In one embodiment, a computer device is provided, including a memory and a processor, the memory having stored therein a computer program, involving all or part of the flow of the methods of the embodiments described above.

In one embodiment, a computer readable storage medium having a computer program stored thereon is provided, involving all or part of the flow of the methods of the embodiments described above.

Those skilled in the art will appreciate that implementing all or part of the above described methods may be accomplished by way of a computer program stored on a non-transitory computer readable storage medium, which when executed, may comprise the steps of the embodiments of the methods described above. Any reference to memory, storage, database, or other medium used in embodiments provided herein may include at least one of non-volatile and volatile memory. The nonvolatile memory may include Read-only memory (ROM), magnetic tape, floppy disk, flash memory, optical memory, or the like. Volatile memory can include Random access memory (Random AccessMemory, RAM) or external cache memory. By way of illustration, and not limitation, RAM can take many forms, such as static random access memory (StaticRandomAccessMemory, SRAM) or dynamic random access memory (DynamicRandomAccessMemory, DRAM), among others.

The technical features of the above embodiments may be arbitrarily combined, and all possible combinations of the technical features in the above embodiments are not described for brevity of description, however, as long as there is no contradiction between the combinations of the technical features, they should be considered as the scope of the description.

The above examples merely represent a few embodiments of the present application, which are described in more detail and are not to be construed as limiting the scope of the invention. It should be noted that it would be apparent to those skilled in the art that various modifications and improvements could be made without departing from the spirit of the present application, which would be within the scope of the present application. Accordingly, the scope of protection of the present application is to be determined by the claims appended hereto.

Claims

1. The government affair information pushing method based on machine learning is characterized by comprising the following steps of:

2. The machine learning based government affair information pushing method according to claim 1, wherein the collecting government affair information comprises:

and acquiring data of an external government system through a standard API.
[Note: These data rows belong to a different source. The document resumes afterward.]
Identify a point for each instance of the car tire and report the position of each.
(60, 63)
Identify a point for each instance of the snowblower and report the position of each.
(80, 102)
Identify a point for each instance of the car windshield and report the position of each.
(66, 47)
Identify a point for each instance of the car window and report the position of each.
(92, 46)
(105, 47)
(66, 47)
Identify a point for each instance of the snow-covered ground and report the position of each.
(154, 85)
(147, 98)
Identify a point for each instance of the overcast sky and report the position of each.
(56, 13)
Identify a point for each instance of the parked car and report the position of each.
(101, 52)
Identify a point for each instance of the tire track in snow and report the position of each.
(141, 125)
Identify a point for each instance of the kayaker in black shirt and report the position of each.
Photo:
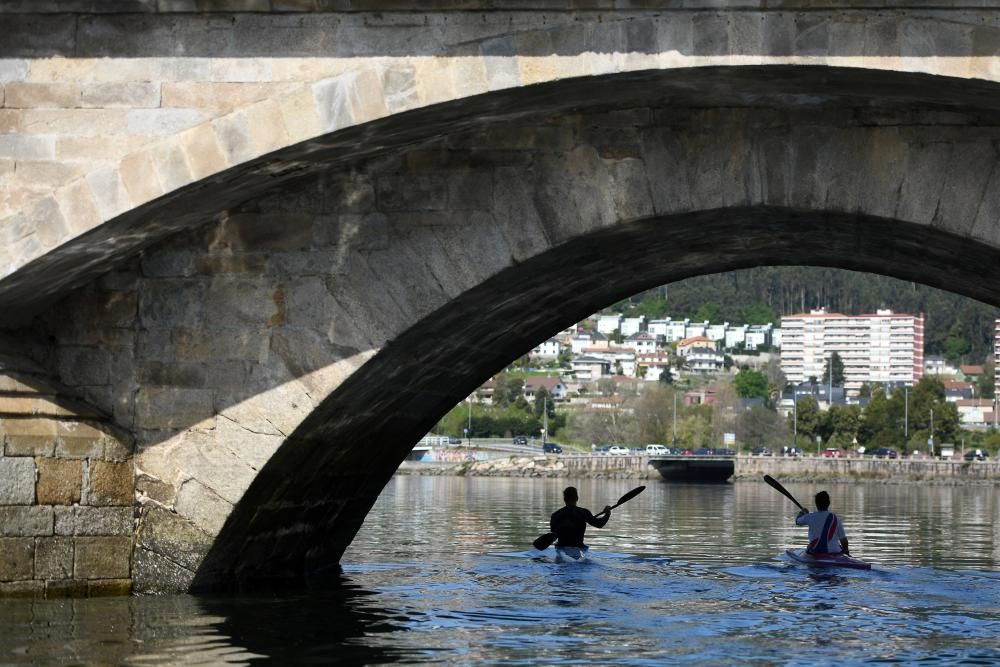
(570, 523)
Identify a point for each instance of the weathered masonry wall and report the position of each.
(66, 492)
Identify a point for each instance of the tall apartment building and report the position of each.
(885, 347)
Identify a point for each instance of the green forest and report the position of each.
(956, 327)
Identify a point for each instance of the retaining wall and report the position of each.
(66, 492)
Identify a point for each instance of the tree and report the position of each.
(760, 426)
(804, 419)
(955, 345)
(544, 403)
(758, 313)
(838, 369)
(707, 312)
(750, 384)
(507, 389)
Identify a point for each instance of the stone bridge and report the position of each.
(248, 257)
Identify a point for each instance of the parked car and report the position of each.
(882, 453)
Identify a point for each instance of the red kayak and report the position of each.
(827, 560)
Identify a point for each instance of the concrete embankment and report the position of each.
(747, 467)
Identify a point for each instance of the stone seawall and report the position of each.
(747, 467)
(66, 492)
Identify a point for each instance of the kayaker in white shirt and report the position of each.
(826, 532)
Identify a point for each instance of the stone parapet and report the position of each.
(66, 493)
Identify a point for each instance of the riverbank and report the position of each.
(793, 469)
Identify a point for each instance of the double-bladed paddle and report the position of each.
(543, 542)
(783, 491)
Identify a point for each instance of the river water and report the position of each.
(443, 572)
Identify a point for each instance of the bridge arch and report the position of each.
(282, 360)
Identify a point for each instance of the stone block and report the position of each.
(124, 94)
(17, 558)
(267, 127)
(24, 95)
(39, 175)
(233, 134)
(12, 69)
(169, 534)
(171, 165)
(84, 365)
(79, 440)
(75, 122)
(111, 483)
(298, 109)
(53, 557)
(102, 557)
(104, 521)
(59, 481)
(173, 407)
(28, 437)
(155, 573)
(203, 506)
(162, 122)
(238, 303)
(78, 207)
(203, 152)
(109, 192)
(108, 587)
(26, 521)
(69, 588)
(22, 589)
(172, 304)
(17, 480)
(138, 175)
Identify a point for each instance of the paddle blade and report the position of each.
(543, 542)
(773, 483)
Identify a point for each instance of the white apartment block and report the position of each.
(632, 325)
(881, 347)
(658, 327)
(735, 335)
(716, 332)
(609, 323)
(550, 349)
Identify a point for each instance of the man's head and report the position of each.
(822, 501)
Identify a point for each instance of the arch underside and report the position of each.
(308, 502)
(810, 89)
(706, 183)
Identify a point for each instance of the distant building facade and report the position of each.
(883, 347)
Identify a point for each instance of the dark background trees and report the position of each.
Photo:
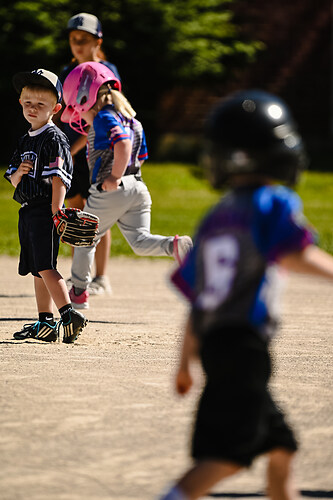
(178, 57)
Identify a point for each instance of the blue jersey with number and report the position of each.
(231, 276)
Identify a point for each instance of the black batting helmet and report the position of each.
(253, 132)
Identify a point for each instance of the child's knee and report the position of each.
(280, 463)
3. The machine learning based government affair information pushing method according to claim 2, wherein the government affair disclosure information includes policy regulations, a business environment and expert consensus.

4. The machine learning-based government information pushing method according to claim 1, wherein the algorithm used by the machine learning model is a classification algorithm or a regression algorithm.

5. The machine learning-based government information pushing method according to claim 1, wherein the similarity calculation is performed by utilizing a HanLP algorithm.

6. The machine learning based government information pushing method of claim 1, further comprising:

7. The machine learning based government information pushing method of claim 1, further comprising:

8. The machine learning based government information pushing method of claim 1, further comprising:

9. Government affair information pusher based on machine study, characterized by comprising:

10. A computer device comprising a memory and a processor, the memory storing a computer program, characterized in that the processor implements the steps of the method of any one of claims 1 to 8 when the computer program is executed.